Late in the day we passed a field where it was obvious that
some major action was taking place. We pulled over and strained our eyes to see
through the clouds of red dust to see that the Israeli Army was conducting tank
training! We watched this for some time in awe of these huge machines rumbling
along. Luckily they were not engaged in firing their cannons! We stopped for
the night in a lovely hostel, which had great views of the valley below. The next
morning we drove up along the top of the mountains again and along the Lebanese
border. This is apple tree territory, so we stopped at a small stand for some fresh,
hot apple cider.
The owner of the stand talked with us for some time about
the current military situation there. As we peered across and saw two fairly large
Lebanese towns in the distance we listened as he told us about the daily gunfire he hears,
the military jets taking target practice regularly in the surrounding hills, and the
occasional rockets that flash overhead that are sent from Syria. The Israeli's
actually patrol the Lebanese side of the border and conduct exercises in Lebanon.

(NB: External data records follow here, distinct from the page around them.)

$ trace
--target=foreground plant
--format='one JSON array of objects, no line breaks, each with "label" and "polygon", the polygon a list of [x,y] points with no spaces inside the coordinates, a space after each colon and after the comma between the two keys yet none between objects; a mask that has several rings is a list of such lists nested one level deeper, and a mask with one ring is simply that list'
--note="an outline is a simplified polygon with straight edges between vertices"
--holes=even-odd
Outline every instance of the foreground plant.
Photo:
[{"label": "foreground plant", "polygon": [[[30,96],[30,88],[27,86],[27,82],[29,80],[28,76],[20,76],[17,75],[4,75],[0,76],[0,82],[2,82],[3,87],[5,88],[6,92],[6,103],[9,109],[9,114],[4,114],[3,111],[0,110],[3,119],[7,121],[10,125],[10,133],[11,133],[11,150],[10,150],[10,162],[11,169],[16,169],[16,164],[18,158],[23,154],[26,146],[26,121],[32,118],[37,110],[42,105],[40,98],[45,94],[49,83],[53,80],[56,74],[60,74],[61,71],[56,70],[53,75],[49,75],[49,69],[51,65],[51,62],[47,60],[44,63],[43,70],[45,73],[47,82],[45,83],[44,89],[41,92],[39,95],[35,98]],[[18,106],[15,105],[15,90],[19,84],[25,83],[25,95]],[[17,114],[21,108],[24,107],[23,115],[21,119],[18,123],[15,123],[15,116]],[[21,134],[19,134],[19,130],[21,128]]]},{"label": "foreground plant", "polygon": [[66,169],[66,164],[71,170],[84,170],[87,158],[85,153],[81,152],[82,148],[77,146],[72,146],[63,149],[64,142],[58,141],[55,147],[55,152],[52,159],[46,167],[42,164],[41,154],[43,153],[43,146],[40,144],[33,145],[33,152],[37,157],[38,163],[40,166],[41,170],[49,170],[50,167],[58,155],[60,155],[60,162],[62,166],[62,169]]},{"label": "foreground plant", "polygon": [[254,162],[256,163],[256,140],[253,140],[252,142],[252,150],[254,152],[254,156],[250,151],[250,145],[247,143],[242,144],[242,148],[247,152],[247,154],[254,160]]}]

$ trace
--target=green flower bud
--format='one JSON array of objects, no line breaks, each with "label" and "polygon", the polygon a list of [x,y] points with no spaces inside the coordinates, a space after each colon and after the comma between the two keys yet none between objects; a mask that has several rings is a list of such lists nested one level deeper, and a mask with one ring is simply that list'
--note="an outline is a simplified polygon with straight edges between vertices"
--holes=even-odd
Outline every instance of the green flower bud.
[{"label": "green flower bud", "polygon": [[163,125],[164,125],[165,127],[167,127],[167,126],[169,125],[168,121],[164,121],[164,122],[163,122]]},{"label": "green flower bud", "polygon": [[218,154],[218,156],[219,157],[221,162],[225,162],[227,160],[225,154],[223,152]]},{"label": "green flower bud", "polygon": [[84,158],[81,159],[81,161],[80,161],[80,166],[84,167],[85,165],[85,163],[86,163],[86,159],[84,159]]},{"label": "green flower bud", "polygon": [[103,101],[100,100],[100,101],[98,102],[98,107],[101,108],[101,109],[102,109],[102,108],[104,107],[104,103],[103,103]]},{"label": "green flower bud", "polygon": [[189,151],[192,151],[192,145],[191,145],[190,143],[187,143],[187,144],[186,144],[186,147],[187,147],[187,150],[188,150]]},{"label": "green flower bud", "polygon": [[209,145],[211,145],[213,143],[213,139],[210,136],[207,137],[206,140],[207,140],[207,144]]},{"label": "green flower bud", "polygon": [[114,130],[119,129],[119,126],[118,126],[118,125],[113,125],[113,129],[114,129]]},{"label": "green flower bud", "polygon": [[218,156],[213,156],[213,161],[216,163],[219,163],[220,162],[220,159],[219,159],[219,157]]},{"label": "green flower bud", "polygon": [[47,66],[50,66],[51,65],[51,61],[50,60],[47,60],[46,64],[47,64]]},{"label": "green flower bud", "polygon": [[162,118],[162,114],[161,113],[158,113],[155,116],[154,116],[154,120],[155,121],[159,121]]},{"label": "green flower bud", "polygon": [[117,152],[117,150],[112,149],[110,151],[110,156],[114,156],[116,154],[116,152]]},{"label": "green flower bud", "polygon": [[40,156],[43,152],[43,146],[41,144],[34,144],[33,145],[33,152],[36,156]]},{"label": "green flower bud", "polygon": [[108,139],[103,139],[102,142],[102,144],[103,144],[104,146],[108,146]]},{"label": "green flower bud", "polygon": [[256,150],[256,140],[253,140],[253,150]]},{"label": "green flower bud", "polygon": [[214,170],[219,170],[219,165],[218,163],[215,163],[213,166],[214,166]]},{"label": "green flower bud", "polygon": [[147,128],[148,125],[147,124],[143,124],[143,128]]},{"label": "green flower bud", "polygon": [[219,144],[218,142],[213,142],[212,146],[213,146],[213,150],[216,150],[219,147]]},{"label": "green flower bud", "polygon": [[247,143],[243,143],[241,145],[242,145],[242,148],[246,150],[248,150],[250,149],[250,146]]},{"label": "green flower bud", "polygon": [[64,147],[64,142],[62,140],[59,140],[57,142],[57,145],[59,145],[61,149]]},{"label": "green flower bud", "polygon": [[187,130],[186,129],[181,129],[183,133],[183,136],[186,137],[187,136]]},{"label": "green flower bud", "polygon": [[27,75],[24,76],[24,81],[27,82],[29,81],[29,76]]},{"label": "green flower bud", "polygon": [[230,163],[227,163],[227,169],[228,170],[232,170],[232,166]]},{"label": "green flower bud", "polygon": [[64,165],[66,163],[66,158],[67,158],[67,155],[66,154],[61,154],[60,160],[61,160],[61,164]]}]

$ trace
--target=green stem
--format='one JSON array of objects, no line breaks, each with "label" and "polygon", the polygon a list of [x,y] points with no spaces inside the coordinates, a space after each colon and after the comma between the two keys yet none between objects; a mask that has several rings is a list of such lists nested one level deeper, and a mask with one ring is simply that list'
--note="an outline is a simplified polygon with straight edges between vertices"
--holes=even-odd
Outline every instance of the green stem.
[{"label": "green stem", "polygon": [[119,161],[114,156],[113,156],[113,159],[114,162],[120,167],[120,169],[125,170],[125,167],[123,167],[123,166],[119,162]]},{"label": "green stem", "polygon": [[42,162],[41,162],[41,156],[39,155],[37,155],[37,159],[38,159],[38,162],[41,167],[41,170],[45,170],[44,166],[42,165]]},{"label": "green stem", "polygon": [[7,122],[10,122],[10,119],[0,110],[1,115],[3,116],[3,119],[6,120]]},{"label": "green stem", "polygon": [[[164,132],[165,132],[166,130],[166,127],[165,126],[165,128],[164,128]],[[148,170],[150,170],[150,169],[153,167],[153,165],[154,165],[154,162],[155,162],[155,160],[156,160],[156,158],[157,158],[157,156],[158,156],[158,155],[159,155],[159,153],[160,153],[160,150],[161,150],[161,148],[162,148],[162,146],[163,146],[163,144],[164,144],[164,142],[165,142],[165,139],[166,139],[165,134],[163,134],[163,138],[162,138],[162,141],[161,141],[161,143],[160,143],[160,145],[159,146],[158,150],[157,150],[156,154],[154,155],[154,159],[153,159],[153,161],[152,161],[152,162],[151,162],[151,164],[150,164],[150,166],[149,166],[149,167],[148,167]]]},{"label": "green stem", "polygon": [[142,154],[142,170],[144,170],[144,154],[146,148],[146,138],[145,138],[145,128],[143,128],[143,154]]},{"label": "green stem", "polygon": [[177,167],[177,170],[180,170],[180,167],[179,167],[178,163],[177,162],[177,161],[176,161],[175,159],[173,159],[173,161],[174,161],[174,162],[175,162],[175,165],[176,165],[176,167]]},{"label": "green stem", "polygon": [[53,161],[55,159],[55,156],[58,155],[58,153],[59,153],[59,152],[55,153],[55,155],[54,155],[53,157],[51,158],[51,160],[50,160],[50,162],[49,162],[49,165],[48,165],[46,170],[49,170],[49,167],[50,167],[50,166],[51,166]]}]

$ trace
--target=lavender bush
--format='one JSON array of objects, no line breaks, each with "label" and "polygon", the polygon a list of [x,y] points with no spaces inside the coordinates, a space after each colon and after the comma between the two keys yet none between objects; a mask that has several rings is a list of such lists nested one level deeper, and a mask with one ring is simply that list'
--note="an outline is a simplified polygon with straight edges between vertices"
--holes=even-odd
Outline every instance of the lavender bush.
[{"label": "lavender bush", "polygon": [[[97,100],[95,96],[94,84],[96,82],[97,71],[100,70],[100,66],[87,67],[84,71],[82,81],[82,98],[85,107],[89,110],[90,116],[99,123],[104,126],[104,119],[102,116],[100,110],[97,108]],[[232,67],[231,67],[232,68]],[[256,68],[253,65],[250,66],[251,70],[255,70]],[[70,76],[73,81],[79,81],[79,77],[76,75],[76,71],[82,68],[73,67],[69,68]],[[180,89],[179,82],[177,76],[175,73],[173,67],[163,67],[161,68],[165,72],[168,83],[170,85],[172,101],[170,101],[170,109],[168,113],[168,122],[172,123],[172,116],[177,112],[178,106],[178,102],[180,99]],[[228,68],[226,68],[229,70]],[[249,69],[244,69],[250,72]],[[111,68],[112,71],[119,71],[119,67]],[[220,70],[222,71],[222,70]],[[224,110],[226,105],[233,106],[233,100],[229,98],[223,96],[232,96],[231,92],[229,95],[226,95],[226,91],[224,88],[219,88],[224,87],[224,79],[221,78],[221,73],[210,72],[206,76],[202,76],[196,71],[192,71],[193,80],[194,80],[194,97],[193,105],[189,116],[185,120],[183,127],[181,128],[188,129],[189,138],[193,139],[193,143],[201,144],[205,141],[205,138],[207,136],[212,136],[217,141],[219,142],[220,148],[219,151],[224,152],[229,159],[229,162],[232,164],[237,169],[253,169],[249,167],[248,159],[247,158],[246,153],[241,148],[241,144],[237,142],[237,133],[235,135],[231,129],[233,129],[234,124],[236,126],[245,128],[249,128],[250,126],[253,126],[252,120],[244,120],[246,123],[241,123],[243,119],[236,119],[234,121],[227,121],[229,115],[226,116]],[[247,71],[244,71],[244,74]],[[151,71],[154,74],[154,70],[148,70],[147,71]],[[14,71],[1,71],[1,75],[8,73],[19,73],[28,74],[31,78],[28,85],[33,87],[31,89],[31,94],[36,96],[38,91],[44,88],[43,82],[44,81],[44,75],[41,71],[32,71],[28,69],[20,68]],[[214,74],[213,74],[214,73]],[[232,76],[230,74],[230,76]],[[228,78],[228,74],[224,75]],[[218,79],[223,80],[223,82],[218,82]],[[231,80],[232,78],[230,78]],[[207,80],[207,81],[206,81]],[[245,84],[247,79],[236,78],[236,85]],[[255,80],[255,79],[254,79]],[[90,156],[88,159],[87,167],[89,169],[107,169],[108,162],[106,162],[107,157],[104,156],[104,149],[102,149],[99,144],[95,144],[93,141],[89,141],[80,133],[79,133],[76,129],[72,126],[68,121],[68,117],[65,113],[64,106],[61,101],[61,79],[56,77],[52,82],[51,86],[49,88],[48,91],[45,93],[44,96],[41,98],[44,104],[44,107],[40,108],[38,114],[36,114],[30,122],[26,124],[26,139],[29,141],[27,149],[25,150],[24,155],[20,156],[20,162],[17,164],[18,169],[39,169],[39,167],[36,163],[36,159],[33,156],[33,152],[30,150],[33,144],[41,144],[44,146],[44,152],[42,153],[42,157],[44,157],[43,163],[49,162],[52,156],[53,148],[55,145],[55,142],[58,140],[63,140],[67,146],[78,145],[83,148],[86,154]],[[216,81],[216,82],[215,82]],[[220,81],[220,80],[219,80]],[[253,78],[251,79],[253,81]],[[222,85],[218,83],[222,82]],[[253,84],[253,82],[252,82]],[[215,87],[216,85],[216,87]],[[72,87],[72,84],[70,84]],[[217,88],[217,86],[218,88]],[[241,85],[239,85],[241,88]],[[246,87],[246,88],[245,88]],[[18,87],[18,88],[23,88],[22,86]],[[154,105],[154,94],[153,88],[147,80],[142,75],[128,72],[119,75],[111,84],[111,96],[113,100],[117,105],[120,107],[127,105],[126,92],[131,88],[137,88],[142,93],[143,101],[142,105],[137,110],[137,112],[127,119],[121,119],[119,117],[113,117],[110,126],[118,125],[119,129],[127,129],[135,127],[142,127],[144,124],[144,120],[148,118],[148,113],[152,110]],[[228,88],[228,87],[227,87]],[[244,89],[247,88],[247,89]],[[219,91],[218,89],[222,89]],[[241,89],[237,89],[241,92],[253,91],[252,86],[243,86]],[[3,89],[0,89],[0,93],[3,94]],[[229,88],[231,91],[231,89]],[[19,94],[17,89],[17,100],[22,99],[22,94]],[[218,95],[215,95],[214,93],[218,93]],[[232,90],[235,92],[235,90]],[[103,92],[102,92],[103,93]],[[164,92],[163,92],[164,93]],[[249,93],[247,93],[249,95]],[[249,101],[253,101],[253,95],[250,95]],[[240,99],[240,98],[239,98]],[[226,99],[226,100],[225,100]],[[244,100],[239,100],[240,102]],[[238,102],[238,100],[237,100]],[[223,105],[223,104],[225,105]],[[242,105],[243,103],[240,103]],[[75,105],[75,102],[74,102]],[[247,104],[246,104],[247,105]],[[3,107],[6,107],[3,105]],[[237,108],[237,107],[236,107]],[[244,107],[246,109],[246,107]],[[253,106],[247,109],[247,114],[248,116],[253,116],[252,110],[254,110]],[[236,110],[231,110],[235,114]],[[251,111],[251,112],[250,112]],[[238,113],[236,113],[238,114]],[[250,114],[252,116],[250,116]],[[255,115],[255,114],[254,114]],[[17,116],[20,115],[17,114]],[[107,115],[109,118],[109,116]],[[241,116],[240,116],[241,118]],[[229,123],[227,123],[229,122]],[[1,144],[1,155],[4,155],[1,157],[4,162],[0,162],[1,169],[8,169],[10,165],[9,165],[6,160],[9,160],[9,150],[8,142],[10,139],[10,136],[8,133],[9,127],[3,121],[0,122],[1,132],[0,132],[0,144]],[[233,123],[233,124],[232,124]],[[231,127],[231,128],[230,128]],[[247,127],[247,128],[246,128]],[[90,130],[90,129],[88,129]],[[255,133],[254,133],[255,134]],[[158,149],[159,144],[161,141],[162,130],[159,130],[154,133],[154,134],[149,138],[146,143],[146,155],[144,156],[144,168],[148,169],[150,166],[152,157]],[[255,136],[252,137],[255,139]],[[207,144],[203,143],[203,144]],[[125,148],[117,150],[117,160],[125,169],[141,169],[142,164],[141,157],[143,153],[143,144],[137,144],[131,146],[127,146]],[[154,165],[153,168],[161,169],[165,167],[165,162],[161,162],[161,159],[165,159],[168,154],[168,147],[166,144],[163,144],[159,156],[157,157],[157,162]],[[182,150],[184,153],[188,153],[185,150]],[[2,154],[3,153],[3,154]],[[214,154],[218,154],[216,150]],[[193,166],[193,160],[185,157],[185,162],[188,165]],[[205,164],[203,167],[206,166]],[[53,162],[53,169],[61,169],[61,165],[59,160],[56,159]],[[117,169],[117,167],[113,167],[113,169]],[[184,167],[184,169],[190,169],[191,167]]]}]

The Golan Heights are at the heart of the dispute in the peace talks with Syria.
This is also the area where many terrorists have entered Israel and attacked and killed
many people. So the Israeli's are extra sensitive and alert to what goes on
here. In spite of all this military tension, life goes on at a normal pace for the
people who live in the many kibbutz and cities that exist less than a kilometer from the
From here we drove west to the ocean and stopped at a place
at the Israeli/Lebanon border where there are natural underwater caves that are accessible
from the cliffs there. We took a cable car down and ventured in. The color of
the water was a beautiful turquoise blue and crystal clear. It almost looked
inviting enough to plunge in! Next we drove south through Haifa and to a small
Dravidian village. We stopped for some wonderful Shwarma, pita and hummus for lunch,
and walked through many of the little shops. After lunch we drove directly
south again until we reached home that evening.
The next day was Wednesday, December 8th, and the time had
come to finally say goodbye to our wonderful cousins and to Israel. We will have
fond memories because of the renewed ties to family here and the special places we
visited. We've enjoyed our 6.5 months traveling through Europe, and we're excited
for what lays ahead in India and SE Asia.